С немалым трудом добился он аудиенции у маркиза; тот встретил его стоя, окинув вопросительным взглядом, явно не признав благородного юношу. Фердинанд обратился с просьбой переговорить с ним наедине, ибо в зале присутствовало еще несколько гостей. Голос его поразил маркиза; тот согласился и перешел с ним в соседние покои. Здесь Фердинанд назвал себя и начал, торопясь и дрожа от волнения, излагать историю своих бедствий — как вдруг послышались топот копыт, громкий звон колокольчика, и дворецкий возвестил:

— Граф Фердинандо Эболи!

— Это я! — бледнея, вскричал юноша.

Странные слова — и еще более странными показались они, когда вошел объявленный гость. По мраморному полу просторного холла шагала точная копия молодого графа, чье имя присвоил самозванец — точь-в-точь таким же он покинул этот дом несколько месяцев назад! Он склонился перед бароном в изящном легком поклоне, затем с видом некоторого удивления и несомненного негодования обернулся к Фердинанду и воскликнул:

— Снова ты?!

Фердинанд выпрямился во весь рост. Несмотря на утомление, скудную пищу и нищенскую одежду, вид его был полон достоинства. Маркиз пристально смотрел на него: несомненно, он отметил и гордую осанку, и выразительное лицо — знакомые черты Эболи. Но смятение охватило его, когда, обернувшись, он увидал, словно в зеркале, те же черты, то же выражение лица. С гордостью и некоторым нетерпением вновь пришедший вытерпел это сравнение; затем коротко и раздраженно объявил маркизу, что этот наглый мошенник уже во второй раз пытается выдать себя за графа Эболи — в первый раз трюк не удался, но он, как видно, решил попробовать еще.

— Боюсь, нелегко будет, — добавил он со смехом, — доказать, что я — это я, против слова какого-то briccone[23], у которого нет за душой ничего, кроме внешнего сходства со мной и несравненного бесстыдства! — А затем со злобной усмешкой добавил: — Ты, приятель, заставляешь меня усомниться в себе: можно ли поверить, что человек, так похожий на меня, ничего лучшего в жизни не добился?

При этом язвительном выпаде кровь прихлынула к щекам Фердинанда.
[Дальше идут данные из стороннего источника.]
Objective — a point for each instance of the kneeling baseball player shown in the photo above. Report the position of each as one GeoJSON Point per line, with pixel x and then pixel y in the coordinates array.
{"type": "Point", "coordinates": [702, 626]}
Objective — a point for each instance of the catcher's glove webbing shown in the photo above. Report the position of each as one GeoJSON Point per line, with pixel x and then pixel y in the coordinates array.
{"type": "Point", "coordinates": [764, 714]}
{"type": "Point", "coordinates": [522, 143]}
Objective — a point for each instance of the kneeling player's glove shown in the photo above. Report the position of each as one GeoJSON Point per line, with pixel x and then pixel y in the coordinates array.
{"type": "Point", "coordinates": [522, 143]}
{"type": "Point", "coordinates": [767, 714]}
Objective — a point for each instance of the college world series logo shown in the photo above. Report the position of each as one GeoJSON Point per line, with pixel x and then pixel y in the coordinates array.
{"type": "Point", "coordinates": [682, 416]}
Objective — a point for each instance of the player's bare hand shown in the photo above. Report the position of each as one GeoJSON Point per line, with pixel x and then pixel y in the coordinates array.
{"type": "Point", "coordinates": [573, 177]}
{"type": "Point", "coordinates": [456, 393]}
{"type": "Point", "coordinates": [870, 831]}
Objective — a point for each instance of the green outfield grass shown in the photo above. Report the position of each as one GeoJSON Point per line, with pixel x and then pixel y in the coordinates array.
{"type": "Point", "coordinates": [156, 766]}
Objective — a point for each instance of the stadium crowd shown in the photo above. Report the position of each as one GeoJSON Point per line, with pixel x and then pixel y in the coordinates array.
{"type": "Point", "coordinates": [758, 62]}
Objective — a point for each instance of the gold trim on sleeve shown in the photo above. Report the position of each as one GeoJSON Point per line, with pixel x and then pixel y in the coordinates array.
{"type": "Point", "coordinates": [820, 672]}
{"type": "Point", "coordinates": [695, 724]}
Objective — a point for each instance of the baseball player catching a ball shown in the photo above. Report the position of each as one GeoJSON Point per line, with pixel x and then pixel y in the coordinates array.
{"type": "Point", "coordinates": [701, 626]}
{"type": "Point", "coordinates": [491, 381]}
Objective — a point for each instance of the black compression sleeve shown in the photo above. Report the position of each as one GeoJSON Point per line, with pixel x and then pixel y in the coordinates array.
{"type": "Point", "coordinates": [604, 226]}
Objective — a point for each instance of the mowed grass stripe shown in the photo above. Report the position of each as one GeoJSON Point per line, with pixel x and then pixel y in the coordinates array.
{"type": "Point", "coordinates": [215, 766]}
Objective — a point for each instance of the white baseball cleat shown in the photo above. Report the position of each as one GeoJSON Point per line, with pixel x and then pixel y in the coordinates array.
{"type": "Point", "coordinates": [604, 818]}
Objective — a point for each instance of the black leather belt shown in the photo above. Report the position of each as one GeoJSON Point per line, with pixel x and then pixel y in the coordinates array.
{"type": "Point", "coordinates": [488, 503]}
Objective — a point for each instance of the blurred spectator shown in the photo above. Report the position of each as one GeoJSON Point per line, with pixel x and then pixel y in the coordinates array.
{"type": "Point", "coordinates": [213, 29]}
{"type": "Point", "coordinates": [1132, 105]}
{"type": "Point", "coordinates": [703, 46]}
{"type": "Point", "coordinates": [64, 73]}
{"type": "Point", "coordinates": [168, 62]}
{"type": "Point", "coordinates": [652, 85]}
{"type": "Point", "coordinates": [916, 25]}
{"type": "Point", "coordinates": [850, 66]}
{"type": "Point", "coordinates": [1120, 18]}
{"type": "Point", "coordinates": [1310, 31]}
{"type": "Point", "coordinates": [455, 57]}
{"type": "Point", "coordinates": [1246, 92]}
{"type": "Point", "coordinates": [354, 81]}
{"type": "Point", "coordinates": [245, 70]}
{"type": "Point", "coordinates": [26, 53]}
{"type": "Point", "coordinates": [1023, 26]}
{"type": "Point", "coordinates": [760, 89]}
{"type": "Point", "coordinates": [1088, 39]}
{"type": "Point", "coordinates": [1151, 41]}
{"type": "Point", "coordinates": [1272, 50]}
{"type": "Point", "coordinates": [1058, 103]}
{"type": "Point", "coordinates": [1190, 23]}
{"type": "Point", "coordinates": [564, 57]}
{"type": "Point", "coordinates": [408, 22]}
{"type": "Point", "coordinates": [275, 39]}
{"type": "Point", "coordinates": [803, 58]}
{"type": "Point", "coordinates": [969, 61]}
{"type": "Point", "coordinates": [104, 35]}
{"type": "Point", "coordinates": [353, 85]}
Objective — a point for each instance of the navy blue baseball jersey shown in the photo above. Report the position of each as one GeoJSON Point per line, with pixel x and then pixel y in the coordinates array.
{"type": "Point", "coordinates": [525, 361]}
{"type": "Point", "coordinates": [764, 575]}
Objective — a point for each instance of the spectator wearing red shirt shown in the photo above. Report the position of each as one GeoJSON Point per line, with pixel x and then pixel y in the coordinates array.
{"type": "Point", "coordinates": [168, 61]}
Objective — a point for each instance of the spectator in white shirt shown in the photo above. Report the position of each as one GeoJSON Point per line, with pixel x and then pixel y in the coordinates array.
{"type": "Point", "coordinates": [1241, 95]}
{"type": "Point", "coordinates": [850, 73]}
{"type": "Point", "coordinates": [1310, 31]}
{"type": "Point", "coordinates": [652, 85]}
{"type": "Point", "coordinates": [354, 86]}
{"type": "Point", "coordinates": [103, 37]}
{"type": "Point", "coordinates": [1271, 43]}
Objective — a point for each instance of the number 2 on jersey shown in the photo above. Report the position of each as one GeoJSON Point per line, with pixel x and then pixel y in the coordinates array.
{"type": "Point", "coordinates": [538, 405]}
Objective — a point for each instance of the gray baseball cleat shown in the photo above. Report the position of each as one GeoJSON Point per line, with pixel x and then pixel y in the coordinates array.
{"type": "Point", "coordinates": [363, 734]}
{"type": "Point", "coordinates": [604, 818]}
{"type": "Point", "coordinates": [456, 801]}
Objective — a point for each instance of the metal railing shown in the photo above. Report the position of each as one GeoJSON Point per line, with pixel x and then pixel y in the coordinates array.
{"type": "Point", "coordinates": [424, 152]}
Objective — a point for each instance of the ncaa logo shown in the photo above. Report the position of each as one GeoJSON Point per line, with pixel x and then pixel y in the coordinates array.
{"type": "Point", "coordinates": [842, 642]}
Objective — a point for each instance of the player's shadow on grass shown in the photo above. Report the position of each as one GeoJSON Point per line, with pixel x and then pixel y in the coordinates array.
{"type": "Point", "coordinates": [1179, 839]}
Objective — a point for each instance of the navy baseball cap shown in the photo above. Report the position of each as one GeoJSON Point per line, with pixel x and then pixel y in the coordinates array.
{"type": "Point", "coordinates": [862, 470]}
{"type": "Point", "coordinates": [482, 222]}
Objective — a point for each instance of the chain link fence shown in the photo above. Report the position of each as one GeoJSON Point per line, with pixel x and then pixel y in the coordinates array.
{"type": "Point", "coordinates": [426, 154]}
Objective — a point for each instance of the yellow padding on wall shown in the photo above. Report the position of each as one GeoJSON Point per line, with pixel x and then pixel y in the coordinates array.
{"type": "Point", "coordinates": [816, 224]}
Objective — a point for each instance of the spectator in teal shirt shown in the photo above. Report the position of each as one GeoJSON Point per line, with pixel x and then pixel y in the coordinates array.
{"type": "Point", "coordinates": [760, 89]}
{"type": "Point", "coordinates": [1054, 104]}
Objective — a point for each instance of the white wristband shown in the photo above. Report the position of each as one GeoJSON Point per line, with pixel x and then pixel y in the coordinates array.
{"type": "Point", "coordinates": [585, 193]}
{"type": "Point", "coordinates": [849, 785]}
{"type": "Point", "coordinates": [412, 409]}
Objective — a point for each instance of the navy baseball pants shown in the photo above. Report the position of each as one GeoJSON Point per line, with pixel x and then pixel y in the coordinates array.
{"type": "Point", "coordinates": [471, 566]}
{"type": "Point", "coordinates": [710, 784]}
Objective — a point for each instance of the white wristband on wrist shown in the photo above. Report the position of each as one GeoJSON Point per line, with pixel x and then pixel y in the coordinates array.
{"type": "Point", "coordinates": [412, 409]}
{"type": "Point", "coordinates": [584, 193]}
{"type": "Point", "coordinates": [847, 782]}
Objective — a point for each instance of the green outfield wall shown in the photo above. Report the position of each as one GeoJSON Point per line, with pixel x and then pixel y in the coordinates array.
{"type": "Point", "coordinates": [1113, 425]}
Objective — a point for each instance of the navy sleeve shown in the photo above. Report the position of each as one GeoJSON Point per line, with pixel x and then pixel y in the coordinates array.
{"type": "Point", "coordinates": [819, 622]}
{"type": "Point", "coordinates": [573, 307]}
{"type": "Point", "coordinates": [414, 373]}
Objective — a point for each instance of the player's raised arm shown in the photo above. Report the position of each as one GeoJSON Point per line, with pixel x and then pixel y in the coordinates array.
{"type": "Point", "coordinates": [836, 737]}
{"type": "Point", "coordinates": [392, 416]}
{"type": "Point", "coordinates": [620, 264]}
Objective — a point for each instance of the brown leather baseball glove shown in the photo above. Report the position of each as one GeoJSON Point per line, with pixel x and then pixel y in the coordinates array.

Чрезвычайным усилием воли он удержал себя от того, чтобы броситься на врага — лишь с уст сорвался возглас:

— Подлый самозванец!

Барон приказал разгневанному юноше умолкнуть, но затем, тронутый его порывом, так напомнившим ему Фердинанда, добавил уже мягче:

— Прошу вас из уважения ко мне сохранять терпение; не бойтесь, я рассужу дело беспристрастно.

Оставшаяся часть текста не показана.